Yet in the push that many chairs, deans, and others of supervisory nature may have that you should be hitting the metaphorical “submit” button every chance you get, this isn’t always the best for funding.

At the most recent Grant Foundry workshop, held in Hilton Head SC, strategic thinking was one of several large issues that kept coming up repeatedly. It was clear that people were looking for guidance, apart from the knee-jerk “submit as often as you can” bandied about by so many.

One client has been submitting proposals about once every 2-3 months for the past few years. He has several major proposals under review now. He was at the Grant Foundry with the goal of developing yet-another-proposal for submission.

When we looked at his situation, our advice was to do the opposite, and not submit. He has some groundbreaking research to get published, and in all the grant submitting, that work – and other things – were suffering. It’s not that his research was stalled. It was moving along, but more slowly than if it had his real focus. We discussed with him how getting his work out sooner, through a more focused effort, would benefit his situation.

This advice was unique to his situation as a junior and relatively unknown person in his field. Strategic thinking is always highly situational. If we’d been talking to a more senior person with a lab full of eager postdocs, quite likely our thinking would have gone in a different direction.

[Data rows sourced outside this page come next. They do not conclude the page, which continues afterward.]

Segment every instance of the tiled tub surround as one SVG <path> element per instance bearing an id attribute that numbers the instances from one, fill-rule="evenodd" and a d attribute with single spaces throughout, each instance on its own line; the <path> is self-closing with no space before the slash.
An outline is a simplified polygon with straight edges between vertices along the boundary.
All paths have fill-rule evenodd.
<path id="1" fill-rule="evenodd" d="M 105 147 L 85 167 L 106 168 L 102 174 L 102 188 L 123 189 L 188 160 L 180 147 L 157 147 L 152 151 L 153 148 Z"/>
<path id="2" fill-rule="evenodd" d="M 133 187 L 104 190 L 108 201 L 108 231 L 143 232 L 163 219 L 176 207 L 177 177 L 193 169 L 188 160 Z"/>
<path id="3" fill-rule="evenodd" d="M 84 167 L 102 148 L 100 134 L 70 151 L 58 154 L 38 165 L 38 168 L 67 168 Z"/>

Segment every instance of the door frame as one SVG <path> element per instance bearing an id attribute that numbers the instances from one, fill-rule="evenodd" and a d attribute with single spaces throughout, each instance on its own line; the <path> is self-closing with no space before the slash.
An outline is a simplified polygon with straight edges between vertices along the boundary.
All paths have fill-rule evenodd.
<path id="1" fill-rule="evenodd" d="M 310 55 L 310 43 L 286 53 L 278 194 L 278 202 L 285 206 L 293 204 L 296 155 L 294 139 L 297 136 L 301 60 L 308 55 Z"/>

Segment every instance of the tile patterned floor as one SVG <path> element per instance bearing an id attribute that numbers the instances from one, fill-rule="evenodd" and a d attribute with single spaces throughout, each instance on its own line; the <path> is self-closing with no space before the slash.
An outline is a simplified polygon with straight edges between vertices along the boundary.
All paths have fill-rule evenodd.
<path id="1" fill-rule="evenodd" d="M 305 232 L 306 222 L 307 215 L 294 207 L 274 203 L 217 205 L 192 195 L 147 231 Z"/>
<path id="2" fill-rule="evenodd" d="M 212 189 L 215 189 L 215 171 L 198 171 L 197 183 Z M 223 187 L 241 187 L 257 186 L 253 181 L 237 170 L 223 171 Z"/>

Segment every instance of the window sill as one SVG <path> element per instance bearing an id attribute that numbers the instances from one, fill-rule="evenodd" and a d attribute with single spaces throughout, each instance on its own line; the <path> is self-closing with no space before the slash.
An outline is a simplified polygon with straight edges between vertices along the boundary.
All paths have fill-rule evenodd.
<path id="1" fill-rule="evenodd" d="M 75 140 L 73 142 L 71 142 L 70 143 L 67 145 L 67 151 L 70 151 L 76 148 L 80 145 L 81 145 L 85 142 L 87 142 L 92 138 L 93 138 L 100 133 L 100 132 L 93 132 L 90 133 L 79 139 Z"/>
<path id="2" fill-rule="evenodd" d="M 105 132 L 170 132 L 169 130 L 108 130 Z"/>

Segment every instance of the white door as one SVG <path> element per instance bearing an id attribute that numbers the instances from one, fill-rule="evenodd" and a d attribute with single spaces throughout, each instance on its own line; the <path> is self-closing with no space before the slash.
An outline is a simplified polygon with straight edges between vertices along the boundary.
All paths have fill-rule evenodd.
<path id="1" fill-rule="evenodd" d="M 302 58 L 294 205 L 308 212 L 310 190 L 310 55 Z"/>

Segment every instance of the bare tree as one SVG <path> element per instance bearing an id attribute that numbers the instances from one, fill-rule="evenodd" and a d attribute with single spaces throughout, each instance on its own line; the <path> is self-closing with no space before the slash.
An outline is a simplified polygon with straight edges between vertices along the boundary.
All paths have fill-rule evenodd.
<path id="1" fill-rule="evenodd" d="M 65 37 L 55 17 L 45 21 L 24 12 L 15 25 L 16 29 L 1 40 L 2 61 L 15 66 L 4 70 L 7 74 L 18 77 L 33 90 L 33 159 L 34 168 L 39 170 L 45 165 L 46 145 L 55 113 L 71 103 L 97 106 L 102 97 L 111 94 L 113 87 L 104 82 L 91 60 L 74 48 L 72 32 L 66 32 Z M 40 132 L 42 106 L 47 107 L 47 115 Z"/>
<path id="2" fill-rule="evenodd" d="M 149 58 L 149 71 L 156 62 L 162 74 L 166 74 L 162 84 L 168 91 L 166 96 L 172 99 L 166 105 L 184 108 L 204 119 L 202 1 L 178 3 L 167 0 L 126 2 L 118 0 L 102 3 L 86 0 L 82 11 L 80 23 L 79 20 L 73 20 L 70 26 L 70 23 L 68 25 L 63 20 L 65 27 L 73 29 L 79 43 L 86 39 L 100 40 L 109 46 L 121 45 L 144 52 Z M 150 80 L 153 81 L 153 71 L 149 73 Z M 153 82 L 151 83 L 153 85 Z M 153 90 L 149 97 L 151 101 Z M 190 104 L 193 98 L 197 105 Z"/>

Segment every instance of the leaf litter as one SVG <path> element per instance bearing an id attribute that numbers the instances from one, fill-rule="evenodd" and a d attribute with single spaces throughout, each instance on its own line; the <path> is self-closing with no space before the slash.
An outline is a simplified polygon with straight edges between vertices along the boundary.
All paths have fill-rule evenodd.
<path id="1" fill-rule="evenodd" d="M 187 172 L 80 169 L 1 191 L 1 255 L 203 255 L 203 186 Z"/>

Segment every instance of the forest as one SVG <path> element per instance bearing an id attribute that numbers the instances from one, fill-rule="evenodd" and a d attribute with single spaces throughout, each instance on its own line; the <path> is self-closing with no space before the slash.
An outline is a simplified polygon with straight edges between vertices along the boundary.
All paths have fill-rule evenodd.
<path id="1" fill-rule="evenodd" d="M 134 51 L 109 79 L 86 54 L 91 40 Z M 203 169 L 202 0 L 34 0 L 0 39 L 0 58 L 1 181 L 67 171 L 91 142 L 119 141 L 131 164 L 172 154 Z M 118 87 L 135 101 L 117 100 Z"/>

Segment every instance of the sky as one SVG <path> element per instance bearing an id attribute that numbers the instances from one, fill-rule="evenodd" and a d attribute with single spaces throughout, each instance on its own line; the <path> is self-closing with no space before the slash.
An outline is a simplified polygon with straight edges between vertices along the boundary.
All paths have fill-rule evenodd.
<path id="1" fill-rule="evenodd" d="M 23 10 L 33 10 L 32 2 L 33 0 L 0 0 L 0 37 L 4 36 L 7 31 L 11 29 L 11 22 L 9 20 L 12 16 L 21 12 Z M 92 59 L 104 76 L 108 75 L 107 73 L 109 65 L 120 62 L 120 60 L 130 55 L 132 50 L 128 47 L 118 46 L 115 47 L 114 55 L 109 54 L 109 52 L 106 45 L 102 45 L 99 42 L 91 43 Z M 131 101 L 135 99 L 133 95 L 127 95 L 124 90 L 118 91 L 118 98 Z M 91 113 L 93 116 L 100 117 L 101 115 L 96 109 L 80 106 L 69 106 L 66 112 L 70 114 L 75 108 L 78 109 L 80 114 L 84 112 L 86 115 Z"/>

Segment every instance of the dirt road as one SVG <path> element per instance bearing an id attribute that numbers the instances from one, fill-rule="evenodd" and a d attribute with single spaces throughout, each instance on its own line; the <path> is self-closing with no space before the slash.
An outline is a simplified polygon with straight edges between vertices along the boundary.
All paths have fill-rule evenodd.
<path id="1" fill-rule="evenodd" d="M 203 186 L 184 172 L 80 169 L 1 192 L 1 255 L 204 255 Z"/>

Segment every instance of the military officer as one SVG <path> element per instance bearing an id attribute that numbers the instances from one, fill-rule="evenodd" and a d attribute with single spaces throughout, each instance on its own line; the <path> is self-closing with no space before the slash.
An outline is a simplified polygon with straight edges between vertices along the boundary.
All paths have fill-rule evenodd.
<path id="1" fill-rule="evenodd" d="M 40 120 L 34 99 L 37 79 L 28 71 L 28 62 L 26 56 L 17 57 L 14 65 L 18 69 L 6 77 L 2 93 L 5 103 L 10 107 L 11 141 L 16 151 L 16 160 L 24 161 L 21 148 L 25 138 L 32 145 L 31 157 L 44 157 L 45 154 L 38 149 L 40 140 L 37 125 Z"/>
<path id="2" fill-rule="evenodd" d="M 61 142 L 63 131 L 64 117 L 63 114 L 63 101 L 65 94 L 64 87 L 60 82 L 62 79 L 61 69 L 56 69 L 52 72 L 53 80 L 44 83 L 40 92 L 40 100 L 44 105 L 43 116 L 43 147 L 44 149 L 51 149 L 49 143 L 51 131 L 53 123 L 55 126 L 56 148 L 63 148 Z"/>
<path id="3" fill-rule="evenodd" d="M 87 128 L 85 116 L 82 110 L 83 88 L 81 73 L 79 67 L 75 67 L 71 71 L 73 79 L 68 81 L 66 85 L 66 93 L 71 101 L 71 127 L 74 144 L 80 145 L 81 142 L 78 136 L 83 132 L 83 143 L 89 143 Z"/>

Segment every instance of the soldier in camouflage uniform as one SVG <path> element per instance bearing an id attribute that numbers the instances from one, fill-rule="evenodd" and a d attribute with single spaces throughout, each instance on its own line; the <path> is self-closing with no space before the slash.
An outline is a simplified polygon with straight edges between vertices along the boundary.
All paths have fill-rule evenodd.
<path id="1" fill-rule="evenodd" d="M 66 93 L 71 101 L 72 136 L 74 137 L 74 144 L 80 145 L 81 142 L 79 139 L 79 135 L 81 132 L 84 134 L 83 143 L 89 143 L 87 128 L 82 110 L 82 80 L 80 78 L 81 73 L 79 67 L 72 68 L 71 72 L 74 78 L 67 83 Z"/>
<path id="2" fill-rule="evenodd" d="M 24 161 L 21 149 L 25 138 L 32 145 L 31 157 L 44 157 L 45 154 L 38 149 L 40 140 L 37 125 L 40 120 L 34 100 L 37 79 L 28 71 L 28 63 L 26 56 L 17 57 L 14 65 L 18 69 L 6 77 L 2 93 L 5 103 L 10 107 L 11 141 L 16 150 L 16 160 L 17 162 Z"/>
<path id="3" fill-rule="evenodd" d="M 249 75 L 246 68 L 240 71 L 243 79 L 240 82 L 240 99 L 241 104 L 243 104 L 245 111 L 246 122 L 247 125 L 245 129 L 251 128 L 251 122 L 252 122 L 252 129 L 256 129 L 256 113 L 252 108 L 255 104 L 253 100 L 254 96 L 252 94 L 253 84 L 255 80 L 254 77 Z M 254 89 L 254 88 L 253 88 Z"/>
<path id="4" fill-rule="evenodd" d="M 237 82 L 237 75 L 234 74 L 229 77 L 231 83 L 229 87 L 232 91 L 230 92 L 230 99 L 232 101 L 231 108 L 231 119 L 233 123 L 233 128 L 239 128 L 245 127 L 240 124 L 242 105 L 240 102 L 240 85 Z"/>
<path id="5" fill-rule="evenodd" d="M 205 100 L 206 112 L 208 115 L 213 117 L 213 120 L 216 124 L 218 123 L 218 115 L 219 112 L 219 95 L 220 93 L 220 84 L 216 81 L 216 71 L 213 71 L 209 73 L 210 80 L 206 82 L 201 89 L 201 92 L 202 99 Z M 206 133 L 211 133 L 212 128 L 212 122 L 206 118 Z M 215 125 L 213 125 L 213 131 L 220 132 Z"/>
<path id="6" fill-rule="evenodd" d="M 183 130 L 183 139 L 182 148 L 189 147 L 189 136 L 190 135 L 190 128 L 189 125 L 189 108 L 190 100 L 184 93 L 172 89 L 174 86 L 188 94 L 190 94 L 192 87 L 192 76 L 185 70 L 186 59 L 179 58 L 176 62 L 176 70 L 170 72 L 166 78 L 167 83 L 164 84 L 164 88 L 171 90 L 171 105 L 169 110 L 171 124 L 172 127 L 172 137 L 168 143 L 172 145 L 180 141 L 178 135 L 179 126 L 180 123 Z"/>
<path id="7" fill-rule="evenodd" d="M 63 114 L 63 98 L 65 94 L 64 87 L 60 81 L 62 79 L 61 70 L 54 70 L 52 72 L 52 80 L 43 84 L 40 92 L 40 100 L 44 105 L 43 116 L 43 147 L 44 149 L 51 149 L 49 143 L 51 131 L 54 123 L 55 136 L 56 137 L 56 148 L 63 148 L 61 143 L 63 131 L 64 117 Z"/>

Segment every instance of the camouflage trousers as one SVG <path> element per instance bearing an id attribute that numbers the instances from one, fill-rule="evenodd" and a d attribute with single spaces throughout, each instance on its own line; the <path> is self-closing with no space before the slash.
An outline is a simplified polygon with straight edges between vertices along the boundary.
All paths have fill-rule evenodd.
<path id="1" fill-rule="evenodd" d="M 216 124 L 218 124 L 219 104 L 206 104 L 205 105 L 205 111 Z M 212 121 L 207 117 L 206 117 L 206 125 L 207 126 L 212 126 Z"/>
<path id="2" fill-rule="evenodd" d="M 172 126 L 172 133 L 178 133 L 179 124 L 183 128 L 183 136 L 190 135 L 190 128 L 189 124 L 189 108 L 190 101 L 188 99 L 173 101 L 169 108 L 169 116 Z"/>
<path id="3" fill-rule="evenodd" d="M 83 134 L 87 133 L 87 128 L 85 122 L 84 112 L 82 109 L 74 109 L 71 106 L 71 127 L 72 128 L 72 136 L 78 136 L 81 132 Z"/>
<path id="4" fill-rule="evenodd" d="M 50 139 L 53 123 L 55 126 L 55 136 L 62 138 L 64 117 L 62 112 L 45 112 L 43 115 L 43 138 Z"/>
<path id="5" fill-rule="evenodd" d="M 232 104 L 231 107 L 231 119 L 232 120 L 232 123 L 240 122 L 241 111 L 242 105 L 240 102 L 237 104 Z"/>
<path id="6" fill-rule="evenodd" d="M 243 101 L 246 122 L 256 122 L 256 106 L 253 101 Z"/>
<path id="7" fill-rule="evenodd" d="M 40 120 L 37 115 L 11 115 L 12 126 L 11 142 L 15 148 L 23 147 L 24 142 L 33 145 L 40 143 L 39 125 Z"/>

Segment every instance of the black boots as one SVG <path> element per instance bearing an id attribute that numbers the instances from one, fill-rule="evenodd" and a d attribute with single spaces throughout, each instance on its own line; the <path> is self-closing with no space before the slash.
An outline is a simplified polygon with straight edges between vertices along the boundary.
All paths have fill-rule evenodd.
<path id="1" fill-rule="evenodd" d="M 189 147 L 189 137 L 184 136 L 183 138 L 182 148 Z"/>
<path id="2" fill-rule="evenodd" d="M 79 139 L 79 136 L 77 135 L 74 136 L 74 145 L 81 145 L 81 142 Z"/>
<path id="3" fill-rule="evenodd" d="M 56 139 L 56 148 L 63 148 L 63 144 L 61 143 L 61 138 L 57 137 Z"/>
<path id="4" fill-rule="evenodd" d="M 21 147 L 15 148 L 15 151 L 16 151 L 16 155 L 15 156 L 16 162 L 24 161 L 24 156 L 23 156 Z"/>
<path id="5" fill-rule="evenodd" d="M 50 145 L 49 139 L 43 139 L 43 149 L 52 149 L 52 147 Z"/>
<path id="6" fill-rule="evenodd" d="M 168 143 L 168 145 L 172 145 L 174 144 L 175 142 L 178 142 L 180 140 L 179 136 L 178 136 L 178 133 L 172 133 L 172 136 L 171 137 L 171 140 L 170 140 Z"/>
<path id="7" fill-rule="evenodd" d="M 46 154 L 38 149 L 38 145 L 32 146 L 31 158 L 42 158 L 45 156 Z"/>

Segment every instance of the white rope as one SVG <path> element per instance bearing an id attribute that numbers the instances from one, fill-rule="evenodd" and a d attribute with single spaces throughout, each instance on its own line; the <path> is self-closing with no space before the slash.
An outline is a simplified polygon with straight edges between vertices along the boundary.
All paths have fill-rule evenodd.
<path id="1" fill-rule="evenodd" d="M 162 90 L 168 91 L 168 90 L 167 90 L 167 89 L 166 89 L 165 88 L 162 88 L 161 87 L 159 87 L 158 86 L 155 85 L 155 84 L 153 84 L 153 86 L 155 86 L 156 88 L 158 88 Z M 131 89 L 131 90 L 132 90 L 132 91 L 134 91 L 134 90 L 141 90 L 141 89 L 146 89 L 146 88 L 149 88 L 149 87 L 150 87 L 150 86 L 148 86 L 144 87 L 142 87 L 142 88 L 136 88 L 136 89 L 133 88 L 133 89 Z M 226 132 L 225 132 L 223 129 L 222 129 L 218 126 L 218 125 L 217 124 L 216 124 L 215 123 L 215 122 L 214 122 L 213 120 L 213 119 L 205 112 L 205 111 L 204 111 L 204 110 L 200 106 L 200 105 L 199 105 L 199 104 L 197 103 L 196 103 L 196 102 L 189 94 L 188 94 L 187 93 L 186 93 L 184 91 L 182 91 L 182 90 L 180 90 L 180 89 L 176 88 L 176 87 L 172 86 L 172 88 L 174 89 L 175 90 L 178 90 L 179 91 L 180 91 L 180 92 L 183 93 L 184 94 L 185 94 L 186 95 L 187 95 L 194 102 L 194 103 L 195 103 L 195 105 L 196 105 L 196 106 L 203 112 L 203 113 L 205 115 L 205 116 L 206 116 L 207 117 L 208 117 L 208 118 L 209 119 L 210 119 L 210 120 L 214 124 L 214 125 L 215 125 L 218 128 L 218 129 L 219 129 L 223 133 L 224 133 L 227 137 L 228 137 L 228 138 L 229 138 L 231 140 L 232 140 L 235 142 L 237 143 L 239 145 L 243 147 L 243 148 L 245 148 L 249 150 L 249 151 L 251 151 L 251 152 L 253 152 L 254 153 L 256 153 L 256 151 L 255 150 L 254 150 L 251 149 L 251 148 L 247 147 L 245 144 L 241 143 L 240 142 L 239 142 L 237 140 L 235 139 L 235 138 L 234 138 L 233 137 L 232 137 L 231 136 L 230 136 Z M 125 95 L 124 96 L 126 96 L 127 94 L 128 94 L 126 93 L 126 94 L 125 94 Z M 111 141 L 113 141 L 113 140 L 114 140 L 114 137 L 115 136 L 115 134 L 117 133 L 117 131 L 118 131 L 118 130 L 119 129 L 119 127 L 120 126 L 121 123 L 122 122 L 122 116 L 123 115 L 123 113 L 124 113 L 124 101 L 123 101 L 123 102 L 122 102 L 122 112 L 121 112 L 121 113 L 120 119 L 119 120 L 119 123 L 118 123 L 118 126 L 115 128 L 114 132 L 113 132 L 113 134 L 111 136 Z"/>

What’s interesting about this conversation is this: although our client agreed that rationally this made the most sense, he was actually quite nervous to not submit more grant proposals for a while. He was nervous about bucking the tide of knee-jerk “submit as often as you can” promulgated in our culture. It’s a culture of badge-of-honor for being a good boy or girl scout and working as hard as you can. It’s a culture of “who cares about results, as long as you’re keeping up appearances.

There are many strategic considerations that go into assuring the best timing and quality of the proposals – if you care about more than just the “I submitted” sticker pinned on your lapel to advertise hard work. Yet the bottom line is that it takes guts to ignore the pressures all around to “just submit as often as you can!”

I’d love to hear your story: do you feel like there’s pressure to submit when you’re not ready? Does that pressure affect you? Or do you just ignore it and stay on track?


    4 replies to "A Grant Submission Strategy: Do you have one?"

    • Nora Engel

      But Morgan, what if my salary depends on how many grants I submit? I fully agree with the stupidity of submitting every cycle and the whole lottery idea, but my salary gets cut if I don’t submit a specific number of proposals per year.

      • Morgan Giddings

        Hi Nora, if submission is tied to your salary, then it makes sense to do it, for now. However, when you have major funding, it may be a good idea to use that as a leverage point on a silly policy like tying submissions to salaries.

    • Dr. Q

      On the topic of strategy, I was thinking (while I was NOT preparing my NIH grant for the Feb cycle) that I wonder if the Feb cycle gets less applicants overall than the other two? Certainly it seems that I am never really prepared for this cycle, but maybe I should strategically TARGET this cycle? Is there data on the overall # of submissions for each cycle and is Feb the lowest?

    • Dr. Q

      On the topic of strategy, I was thinking (while I was NOT preparing my NIH grant for the Feb cycle) that I wonder if the Feb cycle gets less applicants overall than the other two? Certainly it seems that I am never really prepared for this cycle due to the holidays, but maybe I should strategically TARGET this cycle? Is there data on the overall # of submissions for each cycle and is Feb the lowest?